Dinnanzi alle promesse trumpiste di una rilocalizzazione dell’industria in suolo americano è di fondamentale importanza la (improbabile) visione macroeconomica del bureau della casa bianca. Quello che è sicuro è che Trump non può mantenere fede alla promessa senza incorrere in grandi conflitti: il profitto che finora hanno ottenuto le imprese transnazionali, minacciato dai dazi alle importazioni dal Messico, non potrà essere ridotto pacificamente, così come non sarà facilmente riassorbibile da un taglio delle tasse all’impresa. Trump ha dinanzi a sé due possibili strade, giacché la via della svalutazione è da escludere: tradire il suo stesso elettorato e abbassare drasticamente il costo del lavoro statunitense, il che porterebbe a chiedersi chi consumerà i beni prodotti se sono proprio gli USA i principali consumatori a livello mondiale; oppure, assai più improbabilmente, può puntare all’ampliamento della classe media e della sua capacità di consumo per poter assorbire le perdite delle imprese attraverso un ampliamento del mercato; o un misto di entrambe.
Senza dubbio l’avvento di Trump apre una stagione di forte instabilità per il Messico, ma anche di un possibile recupero di una sovranità nazionale distrutta dall’entrata in vigore del NAFTA.

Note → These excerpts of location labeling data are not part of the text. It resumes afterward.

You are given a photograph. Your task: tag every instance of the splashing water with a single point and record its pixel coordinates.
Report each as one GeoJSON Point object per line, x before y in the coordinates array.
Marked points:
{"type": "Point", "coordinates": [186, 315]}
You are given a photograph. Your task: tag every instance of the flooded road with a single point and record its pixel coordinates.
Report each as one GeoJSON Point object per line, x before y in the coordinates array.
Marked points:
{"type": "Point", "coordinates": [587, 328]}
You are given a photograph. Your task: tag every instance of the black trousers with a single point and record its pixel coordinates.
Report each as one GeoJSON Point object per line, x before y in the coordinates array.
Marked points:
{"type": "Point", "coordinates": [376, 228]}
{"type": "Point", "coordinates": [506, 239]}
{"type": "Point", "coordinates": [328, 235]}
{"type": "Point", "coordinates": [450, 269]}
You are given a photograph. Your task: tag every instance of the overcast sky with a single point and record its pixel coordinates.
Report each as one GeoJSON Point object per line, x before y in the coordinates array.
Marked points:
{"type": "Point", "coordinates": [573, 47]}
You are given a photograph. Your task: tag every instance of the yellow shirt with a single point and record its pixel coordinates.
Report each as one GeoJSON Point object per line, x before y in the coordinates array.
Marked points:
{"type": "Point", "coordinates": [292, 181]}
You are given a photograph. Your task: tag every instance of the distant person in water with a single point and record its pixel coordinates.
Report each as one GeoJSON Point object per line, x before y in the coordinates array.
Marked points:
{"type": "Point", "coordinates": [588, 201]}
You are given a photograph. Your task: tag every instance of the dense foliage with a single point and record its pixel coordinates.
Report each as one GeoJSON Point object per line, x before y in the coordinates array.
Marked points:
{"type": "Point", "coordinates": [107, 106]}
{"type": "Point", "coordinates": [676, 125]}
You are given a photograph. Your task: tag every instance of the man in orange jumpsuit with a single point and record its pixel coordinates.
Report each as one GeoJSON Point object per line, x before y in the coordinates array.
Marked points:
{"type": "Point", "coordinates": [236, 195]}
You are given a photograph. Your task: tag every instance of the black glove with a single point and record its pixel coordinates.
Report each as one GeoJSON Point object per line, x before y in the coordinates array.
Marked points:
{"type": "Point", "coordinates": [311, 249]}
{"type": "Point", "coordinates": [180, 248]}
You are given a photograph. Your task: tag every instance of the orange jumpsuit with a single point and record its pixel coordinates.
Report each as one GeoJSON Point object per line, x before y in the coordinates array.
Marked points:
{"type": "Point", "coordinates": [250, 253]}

Circa la metà degli investimenti diretti esteri (e l’indotto che ne dipende) proviene proprio dagli USA. Una riduzione di questi potrebbe portare a un aumento della disoccupazione che spingerebbe la classe operaia e lavoratrice a partecipare ad un ciclo di proteste che potrebbe far tremare il consolidato sistema partitico-mafioso messicano. Il sistema PRIAN (l’accordo collusivo tra PRI e PAN che conforma una dittatura informale) che celebrerà il suo simulacro democratico nelle elezioni presidenziali nel 2018, comincia a scricchiolare proprio sotto il peso dell’avvento di un governo nordamericano apertamente anti-messicano (per approfondire: articolo di Perez Gallo).  La speranza è che, sotto la pressione dell’attacco yenkee, la prossima legislazione messicana si smarcherà, anche tenuamente, dalla politica di shock neoliberale costante, fatta d’impoverimento, massacri e paramilitarismo, per concedere una (falsa) facciata democratica che dia un momento di respiro alle organizzazioni attive nel paese.
Per quanto riguarda la classe lavoratrice sarà da vedere se le organizzazioni sindacali indipendenti sapranno approfittare del momento d’instabilità in vista, per organizzare l’esasperazione popolare e sfidare il sistema sindacale mafioso-corporativo prevalente nel paese.